Here is where the weak-link view takes a darker turn. A chain is only as strong as its weakest link. That means improvements come slowly—you have to strengthen every link to get the full benefit. But it also means the system is fragile on the downside. Break one link, and all the value can be lost. Consider Mythos, the model Anthropic did not release publicly but described as discovering bugs in twenty-five-year-old, battle-tested software that humans had never found—thousands of them. In six months or a year, there may be an open-source version anyone can use. How sure are we that a bad actor will not use it to hack the electric grid? The financial system? The banking system? Zero out everyone's bank balance? That is not an existential problem, but it is a huge problem—and one we have a real chance of facing in the next three years. The weak-link view says the benefits come slowly, but the downside risk can arrive very fast.

Conclusion

  • Two extremes frame the debate. One scenario has AI igniting explosive economic growth; the other treats AI as the latest transformative technology that simply allows 2% growth to continue, preventing decline rather than sparking an explosion.
  • Weak links are the central mechanism. A chain is only as strong as its weakest link. Automating individual tasks yields limited gains until the remaining bottlenecks are also addressed. This explains why infinite software would make us only 2% richer and why computers command a shrinking share of GDP despite proliferating everywhere.
  • Growth probably does accelerate, but slowly. Even in aggressive simulations where AI diffuses at Moore's Law pace across the entire economy, the explosion takes decades—reaching full fruition around 2060 rather than in three or five years. Weak links act as a powerful brake.
  • Jobs are bundles of tasks. The radiologist example shows that automating most tasks in a profession can raise wages for the humans who handle the remaining, scarce, high-value tasks. But professions where every task can be automated—like driving—face genuine displacement risk.
  • Abundance creates possibilities for redistribution. In a world of soaring GDP, there is enough for everyone to be better off. Whether that happens depends on political economy and social choices that are far from guaranteed.
  • Meaning is a separate challenge. Even in abundance, people derive identity and purpose from work. The retirement and summer-camp analogies suggest humans can adapt, but the transition deserves serious thought.
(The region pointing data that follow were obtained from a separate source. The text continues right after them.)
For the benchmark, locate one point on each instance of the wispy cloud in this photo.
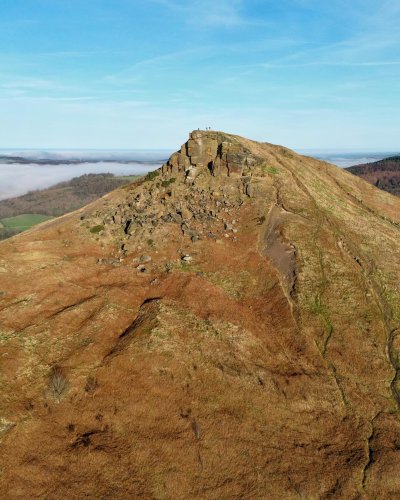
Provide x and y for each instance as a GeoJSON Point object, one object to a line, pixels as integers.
{"type": "Point", "coordinates": [210, 13]}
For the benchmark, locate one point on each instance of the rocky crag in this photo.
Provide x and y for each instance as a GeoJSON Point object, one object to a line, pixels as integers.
{"type": "Point", "coordinates": [225, 328]}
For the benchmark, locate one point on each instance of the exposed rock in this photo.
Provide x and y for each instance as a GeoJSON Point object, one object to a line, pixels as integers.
{"type": "Point", "coordinates": [267, 368]}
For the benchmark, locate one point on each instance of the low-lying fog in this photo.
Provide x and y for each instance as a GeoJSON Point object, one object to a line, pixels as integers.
{"type": "Point", "coordinates": [19, 178]}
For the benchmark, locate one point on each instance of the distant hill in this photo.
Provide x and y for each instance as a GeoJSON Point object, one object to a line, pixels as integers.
{"type": "Point", "coordinates": [57, 200]}
{"type": "Point", "coordinates": [227, 327]}
{"type": "Point", "coordinates": [384, 174]}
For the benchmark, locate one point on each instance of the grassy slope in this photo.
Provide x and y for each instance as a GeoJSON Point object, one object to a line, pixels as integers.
{"type": "Point", "coordinates": [24, 221]}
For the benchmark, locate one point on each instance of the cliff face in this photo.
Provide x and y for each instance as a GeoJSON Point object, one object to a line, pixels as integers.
{"type": "Point", "coordinates": [227, 327]}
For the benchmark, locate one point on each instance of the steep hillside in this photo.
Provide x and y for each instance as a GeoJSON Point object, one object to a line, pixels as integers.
{"type": "Point", "coordinates": [384, 174]}
{"type": "Point", "coordinates": [225, 328]}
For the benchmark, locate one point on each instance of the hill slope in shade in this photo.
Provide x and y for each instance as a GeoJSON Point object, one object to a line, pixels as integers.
{"type": "Point", "coordinates": [384, 174]}
{"type": "Point", "coordinates": [226, 328]}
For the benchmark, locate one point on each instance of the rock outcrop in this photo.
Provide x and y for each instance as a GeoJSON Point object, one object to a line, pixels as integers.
{"type": "Point", "coordinates": [226, 327]}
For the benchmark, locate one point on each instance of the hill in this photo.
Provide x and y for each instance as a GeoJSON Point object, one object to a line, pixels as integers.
{"type": "Point", "coordinates": [226, 327]}
{"type": "Point", "coordinates": [384, 174]}
{"type": "Point", "coordinates": [54, 201]}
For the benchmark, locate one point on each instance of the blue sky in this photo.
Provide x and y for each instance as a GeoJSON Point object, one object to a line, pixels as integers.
{"type": "Point", "coordinates": [140, 74]}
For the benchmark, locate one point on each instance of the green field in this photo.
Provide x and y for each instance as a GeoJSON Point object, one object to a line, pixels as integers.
{"type": "Point", "coordinates": [24, 221]}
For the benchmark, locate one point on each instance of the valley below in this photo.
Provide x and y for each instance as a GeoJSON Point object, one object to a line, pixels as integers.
{"type": "Point", "coordinates": [224, 327]}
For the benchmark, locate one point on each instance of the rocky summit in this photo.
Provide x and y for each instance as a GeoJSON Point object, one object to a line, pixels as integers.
{"type": "Point", "coordinates": [227, 327]}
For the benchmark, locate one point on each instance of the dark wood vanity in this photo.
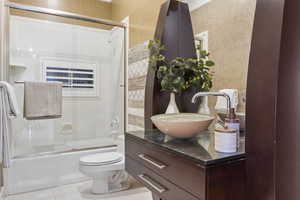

  • Catastrophic risk is the most urgent concern. The weak-link logic cuts both ways: improvements are slow, but breaking one critical link—through a bad actor with a powerful model, for instance—can cause rapid, severe damage. We should use the intervening years to prepare for these risks, including labor market disruption, inequality, political economy challenges, and catastrophic scenarios.
  • AI will be worth multiple internets. Between 2015 and 2045, AI is likely to change the world more than the internet did between 1990 and 2020. The transformation will probably take longer than the most excited voices predict, but that does not make it any less profound.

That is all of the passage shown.